Sanbonmatsu, also an author on the paper, says that their computational approach to modeling 3D structure could also be applied to the rest of the chromosomes in the genome.
Computing the future of biology
“What I think is most significant about this kind of work [in the PNAS paper] is the attempt to explain something very complex, such as the structure of the genome and especially dynamic processes in the genome, based on the fundamental first principles of physics,” says biomedical engineer Vadim Backman of Northwestern University who wasn’t involved in any of the three studies.
“Across all three papers, an important point to make is how critical computational analysis and modeling is for this area,” adds Murphy.

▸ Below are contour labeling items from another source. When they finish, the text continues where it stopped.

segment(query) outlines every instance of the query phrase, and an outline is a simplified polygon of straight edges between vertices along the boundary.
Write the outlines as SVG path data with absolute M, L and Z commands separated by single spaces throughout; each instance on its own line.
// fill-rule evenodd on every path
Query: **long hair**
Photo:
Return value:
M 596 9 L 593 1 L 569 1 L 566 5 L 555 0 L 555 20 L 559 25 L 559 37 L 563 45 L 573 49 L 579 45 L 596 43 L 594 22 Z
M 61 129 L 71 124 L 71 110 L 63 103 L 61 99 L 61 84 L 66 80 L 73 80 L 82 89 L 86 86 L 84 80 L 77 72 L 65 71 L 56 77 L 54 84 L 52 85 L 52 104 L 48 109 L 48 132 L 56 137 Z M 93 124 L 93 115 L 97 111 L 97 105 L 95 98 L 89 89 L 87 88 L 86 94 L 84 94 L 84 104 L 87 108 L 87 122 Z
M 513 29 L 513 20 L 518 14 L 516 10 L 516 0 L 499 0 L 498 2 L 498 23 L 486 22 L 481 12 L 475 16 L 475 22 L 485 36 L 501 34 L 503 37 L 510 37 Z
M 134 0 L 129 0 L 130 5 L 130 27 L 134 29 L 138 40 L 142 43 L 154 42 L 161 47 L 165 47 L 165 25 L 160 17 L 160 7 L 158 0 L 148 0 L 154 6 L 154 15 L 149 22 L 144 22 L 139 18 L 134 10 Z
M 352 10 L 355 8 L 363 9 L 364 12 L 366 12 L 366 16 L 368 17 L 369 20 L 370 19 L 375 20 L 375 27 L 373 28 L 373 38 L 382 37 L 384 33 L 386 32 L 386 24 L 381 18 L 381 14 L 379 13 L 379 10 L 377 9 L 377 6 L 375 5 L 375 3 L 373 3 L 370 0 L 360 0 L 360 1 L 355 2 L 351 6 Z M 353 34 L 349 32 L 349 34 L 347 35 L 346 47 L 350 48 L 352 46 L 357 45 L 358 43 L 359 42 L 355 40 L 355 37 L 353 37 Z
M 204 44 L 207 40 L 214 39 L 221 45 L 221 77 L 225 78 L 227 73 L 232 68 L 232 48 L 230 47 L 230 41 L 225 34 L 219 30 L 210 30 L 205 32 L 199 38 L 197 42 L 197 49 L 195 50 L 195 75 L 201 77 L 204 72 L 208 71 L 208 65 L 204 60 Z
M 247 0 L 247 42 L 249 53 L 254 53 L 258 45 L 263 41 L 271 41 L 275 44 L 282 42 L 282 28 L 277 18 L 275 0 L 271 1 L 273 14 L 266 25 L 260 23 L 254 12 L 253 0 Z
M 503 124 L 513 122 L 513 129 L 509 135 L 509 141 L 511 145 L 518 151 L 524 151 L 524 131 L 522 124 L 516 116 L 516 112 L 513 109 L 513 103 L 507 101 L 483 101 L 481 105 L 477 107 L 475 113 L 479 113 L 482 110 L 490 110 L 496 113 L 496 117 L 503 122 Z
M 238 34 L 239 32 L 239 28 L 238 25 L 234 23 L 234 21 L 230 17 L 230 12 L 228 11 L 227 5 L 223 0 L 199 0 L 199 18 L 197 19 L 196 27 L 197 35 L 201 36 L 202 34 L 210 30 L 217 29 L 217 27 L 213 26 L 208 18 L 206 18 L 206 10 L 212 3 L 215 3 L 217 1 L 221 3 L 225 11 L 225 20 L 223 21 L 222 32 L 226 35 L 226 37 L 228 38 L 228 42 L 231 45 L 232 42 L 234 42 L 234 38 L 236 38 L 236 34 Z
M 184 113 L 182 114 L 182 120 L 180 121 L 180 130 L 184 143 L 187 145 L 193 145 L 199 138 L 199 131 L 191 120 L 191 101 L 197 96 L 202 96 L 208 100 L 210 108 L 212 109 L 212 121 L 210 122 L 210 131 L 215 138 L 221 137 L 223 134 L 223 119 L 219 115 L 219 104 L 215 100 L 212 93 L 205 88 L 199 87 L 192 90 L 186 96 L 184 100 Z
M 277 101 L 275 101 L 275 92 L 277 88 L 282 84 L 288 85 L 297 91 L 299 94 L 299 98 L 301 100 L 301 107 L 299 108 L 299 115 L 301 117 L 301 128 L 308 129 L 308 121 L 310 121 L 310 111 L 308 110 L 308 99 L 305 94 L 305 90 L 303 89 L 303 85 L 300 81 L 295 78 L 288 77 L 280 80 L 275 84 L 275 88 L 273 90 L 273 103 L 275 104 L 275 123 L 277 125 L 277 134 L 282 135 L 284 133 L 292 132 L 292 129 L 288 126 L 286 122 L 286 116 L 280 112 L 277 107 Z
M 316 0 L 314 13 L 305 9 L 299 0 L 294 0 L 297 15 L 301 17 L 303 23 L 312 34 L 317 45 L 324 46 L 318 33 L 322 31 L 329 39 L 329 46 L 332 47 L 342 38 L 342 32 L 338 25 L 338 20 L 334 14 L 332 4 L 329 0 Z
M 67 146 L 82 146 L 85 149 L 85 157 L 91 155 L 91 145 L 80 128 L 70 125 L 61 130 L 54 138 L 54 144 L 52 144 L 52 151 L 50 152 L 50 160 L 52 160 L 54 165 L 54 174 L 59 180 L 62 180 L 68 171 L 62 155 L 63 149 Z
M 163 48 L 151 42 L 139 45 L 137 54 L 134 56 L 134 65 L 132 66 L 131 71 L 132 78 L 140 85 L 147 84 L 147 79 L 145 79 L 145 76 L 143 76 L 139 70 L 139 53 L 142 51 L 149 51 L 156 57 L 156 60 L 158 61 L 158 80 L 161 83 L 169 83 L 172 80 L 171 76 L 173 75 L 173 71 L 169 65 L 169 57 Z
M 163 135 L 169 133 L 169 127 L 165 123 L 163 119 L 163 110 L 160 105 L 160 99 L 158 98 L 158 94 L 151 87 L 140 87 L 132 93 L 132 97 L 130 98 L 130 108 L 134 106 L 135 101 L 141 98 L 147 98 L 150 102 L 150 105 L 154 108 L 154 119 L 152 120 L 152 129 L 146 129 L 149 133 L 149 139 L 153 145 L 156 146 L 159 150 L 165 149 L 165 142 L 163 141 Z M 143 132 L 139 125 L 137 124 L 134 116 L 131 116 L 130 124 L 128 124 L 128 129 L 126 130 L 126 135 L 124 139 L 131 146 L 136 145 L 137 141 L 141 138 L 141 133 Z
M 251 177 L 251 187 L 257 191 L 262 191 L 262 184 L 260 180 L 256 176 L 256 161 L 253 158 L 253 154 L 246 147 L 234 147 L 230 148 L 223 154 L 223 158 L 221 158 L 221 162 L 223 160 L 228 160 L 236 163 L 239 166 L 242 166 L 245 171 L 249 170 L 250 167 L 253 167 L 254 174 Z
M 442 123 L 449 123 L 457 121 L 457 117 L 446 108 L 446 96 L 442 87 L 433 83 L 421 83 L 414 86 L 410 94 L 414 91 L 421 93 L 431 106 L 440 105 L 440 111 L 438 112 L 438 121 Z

In the three new papers, powerful computers allowed the scientists to take huge experimental datasets and learn something new about organelles, chromosomes, and other structures without years and years of manual work.
To speed up the analysis of data and progression of 3D cellular biology research even more, the authors of all the papers are committed to open access to data. “It’s much better to let the world see what we have invested in,” Xu says. Xu has patented the new microscope technology, but it is free for universities and nonprofits to use, and the atlas of 3D cell data is freely available to explore. Sanbonmatsu wants to eventually enable biologists to look at the 3D structure of whichever chromosome or gene they are interested in using a “point and click on a browser.”
“We’re trying to democratize this whole process,” she says.